Dr. Holliday was recognized as one of the best posted men in the medical profession, and during the last few years he was in active practice he was sought as a witness in many trials before the courts where it was necessary to have expert medical testimony. For ten years prior to his death Dr. Holliday had been in failing health, and had retired from the active practice of his profession. But he still maintained his office in the Schofield Building, and could be found in it at most any time. The day before his death he was in his office during office hours, and was feeling in his usual health. He had not been complaining of feeling any worse than usual. But that night he was stricken with apoplexy, and when his family arose in the morning they found his soul had gone to "that bourne from which no traveler returns." He had lived a life of extreme usefulness, and while he is mourned by all who knew him, they believe that after his sixty-six active years, more than forty of which had been spent in the service of suffering humanity, he is entitled to the "rest" that is now his.
While Dr.
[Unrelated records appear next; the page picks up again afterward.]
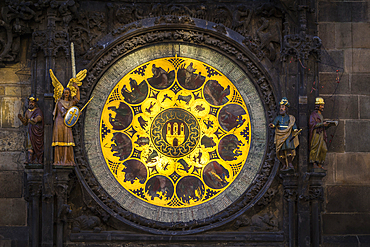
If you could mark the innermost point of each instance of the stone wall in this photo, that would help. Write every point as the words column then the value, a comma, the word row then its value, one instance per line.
column 15, row 87
column 344, row 27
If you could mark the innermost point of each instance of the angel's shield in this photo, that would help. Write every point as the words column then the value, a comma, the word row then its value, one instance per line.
column 71, row 117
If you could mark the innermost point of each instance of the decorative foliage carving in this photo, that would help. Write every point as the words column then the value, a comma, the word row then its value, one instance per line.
column 85, row 222
column 266, row 222
column 267, row 197
column 290, row 194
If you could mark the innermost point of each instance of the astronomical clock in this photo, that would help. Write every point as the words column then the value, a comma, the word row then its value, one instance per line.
column 175, row 138
column 175, row 132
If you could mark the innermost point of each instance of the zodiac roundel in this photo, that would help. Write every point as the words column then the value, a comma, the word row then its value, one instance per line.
column 175, row 132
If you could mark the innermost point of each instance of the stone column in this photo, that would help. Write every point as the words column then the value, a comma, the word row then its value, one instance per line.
column 316, row 196
column 33, row 191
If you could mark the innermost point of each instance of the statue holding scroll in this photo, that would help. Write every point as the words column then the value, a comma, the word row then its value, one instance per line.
column 318, row 138
column 34, row 120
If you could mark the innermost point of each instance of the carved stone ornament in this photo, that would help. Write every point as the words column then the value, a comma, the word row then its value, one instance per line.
column 300, row 46
column 142, row 47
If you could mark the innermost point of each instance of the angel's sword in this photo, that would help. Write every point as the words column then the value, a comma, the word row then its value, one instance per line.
column 73, row 60
column 86, row 104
Holliday had almost reached the allotted age of man, he died quite young when compared to his parents. His father passed away in 1891 at the age of eight-six, and his mother died in 1889 at the age of seventy-two years.
On the fifteenth day of August, 1872, Dr. Holliday was united in marriage to Miss Isabel Brokenshire. Mrs. Holliday was a native of Ohio, being born in Cincinnati. Her parents were James and Margaret (Wallace) Brokenshire. Her father was a native of England, coming to America at the age of eighteen. He landed in New York and remained there for some years, when, deciding there were more prospects for a young fellow in the western part of the country, he came to Ohio in 1840, settling in Cincinnati. Mrs. Holliday's mother was a native of Philadelphia, Pennsylvania, of Scotch-Irish descent.
To Dr. and Mrs. Holliday were born four children. The first two were boys, named Mott and Guy. But neither lived to reach maturity, the first dying at the age of two years, and the latter at the age of four years. The others were Elsie and Margurite. Elsie is the wife of Charles Farrand Taplin, one of Cleveland's most promising young attorneys, who has his office in the Williamson Building. They have two children, Charles Farrand, Jr., who is now four years of age, and Benjamin Holliday, who id just past six months.
Miss Margurite is a teacher in the public school at Bratenahl, a suburb of Cleveland, having accepted that position when she left the Women's College, Western Reserve University, from which school she was graduated in 1909. She makes her home with her mother at 1984 East Seventieth Street in Cleveland.
Too often it is that the people of the world reserve their encomiums of praise and their flowers to spread on the graves of those who have been of benefit to human kind. But in the case of Dr. Holliday it is to be said that he was given his just share of the benedictions of these with whom he came in contact, while yet he was a resident among them. He was one of those few men so seem to bring sunshine with them wherever they come. And those whom he helped to make well and those whose last hours he soothed with his kindly ministrations were ever ready to extend their gratitude to him. Dr. Holliday had gone from among us never to return. But the work he did while laboring among the sick and afflicted will ever remain as a reminder of the fact that he was one of God's noblemen. May God rest his soul. He died February 19, 1914.